RITS, The Flex-Hybrid Teaching Method and Best Practices

For those teaching exclusively online, whether synchronous or asynchronous, the Risk  and Insurance Teaching Society (RITS) has held multiple webinars about online teaching strategies to complement the experience we’ve gained by converting to remote teaching formats in the spring. Mike Hubbel of Temple University shared his experiences and insights teaching online and making this an effective learning experience.

RITS also held a webinar to allow educators to share their experiences coping with COVID-19.  The discussion focused on challenges with teaching during these uncommon times, and how to overcome them. Please note, Michael Morrisey retired from the IIS on June 17th, 2020. The new President is Joshua Landau.

One teaching mode many are facing for the first time this fall is simultaneously offering students the option to attend class face-to-face, synchronous online, and asynchronous online. This approach is sometimes referred to as flex-hybrid or concurrent hybrid course delivery.

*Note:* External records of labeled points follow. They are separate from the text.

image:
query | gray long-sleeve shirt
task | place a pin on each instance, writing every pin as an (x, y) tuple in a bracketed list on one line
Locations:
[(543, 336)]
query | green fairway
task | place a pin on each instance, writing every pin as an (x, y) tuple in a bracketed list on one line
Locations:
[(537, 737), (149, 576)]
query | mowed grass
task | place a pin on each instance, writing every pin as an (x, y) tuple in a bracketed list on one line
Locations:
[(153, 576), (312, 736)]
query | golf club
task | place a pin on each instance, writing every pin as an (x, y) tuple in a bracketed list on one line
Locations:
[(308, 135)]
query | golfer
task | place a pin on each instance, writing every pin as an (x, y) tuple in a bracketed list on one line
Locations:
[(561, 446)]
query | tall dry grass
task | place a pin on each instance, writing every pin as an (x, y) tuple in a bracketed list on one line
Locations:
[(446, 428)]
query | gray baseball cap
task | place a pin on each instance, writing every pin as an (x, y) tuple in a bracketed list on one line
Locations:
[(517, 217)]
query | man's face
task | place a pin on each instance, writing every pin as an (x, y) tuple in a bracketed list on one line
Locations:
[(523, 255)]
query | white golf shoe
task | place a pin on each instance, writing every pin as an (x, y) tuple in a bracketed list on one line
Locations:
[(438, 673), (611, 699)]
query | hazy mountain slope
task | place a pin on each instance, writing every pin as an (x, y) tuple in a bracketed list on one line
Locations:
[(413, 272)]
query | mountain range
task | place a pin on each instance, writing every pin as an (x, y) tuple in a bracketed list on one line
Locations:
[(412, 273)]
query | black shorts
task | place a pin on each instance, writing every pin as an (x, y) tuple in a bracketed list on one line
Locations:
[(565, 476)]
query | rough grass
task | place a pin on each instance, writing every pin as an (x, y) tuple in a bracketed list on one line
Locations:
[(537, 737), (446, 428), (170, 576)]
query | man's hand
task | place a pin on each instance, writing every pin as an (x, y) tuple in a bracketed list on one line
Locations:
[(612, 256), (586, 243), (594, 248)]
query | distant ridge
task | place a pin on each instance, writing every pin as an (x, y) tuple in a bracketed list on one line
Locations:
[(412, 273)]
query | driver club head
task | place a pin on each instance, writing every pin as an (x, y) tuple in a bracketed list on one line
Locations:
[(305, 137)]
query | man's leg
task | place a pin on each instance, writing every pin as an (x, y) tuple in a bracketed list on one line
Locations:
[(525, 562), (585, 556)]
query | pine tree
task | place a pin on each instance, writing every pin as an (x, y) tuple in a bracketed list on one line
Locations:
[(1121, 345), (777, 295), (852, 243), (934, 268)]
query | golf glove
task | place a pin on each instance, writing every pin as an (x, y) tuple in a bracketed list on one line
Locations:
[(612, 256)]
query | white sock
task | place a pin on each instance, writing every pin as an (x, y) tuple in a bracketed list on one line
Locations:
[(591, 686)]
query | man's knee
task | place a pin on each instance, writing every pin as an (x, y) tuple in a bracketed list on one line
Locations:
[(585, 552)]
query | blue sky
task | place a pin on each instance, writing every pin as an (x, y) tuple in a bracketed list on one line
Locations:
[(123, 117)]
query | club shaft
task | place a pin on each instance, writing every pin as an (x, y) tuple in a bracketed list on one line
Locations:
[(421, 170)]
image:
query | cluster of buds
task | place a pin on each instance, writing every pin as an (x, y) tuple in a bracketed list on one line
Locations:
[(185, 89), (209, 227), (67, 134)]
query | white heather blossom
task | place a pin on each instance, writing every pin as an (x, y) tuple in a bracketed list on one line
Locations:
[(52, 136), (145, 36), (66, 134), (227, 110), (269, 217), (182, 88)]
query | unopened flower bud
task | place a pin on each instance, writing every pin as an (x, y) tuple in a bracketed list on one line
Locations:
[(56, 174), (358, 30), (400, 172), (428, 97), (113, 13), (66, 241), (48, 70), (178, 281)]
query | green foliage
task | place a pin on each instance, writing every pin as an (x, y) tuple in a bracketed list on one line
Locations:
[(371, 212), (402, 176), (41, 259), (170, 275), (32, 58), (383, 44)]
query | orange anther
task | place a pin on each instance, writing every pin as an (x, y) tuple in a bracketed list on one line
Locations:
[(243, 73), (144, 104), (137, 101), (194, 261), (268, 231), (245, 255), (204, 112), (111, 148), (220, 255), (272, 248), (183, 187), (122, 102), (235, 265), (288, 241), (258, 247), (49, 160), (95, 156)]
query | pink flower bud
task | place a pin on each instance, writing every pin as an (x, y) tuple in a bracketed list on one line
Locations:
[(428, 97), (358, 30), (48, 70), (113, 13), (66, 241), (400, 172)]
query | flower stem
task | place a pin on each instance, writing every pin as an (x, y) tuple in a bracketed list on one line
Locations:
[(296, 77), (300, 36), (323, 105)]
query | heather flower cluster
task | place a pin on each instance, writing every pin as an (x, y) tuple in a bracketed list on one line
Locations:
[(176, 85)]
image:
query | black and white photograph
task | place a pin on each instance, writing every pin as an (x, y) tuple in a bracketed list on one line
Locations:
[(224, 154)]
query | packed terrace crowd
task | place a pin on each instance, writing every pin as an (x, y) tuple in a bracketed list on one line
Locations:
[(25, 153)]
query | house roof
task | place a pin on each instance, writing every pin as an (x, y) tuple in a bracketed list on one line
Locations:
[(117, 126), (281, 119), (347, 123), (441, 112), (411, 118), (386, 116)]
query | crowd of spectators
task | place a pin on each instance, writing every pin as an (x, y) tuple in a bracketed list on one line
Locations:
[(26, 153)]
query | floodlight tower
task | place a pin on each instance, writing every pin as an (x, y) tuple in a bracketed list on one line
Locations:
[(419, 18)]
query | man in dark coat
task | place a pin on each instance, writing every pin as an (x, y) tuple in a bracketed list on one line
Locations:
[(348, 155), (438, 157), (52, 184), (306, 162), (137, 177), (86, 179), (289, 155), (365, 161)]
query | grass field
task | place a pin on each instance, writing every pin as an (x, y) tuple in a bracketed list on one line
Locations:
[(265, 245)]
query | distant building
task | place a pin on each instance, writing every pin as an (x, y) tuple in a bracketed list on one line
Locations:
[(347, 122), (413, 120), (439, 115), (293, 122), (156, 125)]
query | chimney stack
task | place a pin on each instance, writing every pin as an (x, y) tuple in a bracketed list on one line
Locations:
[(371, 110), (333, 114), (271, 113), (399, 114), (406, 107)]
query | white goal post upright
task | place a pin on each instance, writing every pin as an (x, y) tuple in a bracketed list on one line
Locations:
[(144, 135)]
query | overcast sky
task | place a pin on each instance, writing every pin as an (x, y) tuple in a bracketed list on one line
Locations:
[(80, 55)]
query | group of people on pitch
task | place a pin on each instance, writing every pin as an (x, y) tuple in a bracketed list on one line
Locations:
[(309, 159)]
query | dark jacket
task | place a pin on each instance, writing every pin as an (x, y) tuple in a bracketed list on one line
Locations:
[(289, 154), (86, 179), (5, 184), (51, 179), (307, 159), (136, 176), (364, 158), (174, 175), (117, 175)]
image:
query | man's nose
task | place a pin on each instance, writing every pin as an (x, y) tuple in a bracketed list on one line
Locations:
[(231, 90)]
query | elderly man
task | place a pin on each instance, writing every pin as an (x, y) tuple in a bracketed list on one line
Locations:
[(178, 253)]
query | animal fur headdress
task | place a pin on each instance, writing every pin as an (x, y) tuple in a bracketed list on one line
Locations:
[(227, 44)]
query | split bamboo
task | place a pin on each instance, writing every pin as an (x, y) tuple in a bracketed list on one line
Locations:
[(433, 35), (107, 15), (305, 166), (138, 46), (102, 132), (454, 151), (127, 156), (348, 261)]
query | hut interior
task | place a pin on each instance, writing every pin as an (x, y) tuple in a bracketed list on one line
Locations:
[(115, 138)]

Steve Miller is employing this flex-hybrid approach at the University of South Florida (USF) this fall. “We’re seeking to respond to the students and parents who emphasized their desire for a face-to-face experience while simultaneously engaging those students who, due to their needs, prefer to attend class remotely.

Miller is working with a mentor through a Muma College of Business program established this summer to help faculty prepare for the uncertainty of the fall semester and deliver the best possible student learning experience.  “Not only is the flex-hybrid approach new to many of our faculty, but also depending upon what happens with COVID-19 this fall, we may need to convert our courses to fully online.  Planning and preparing to deliver our courses using the flex-hybrid approach will help us adapt and respond as circumstances dictate.”      

A key challenge with the flex-hybrid approach is making the in-class lecture experience high-quality and engaging for students who are attending class synchronously online. Working with his mentor, Miller identified a couple of different flex-hybrid delivery options.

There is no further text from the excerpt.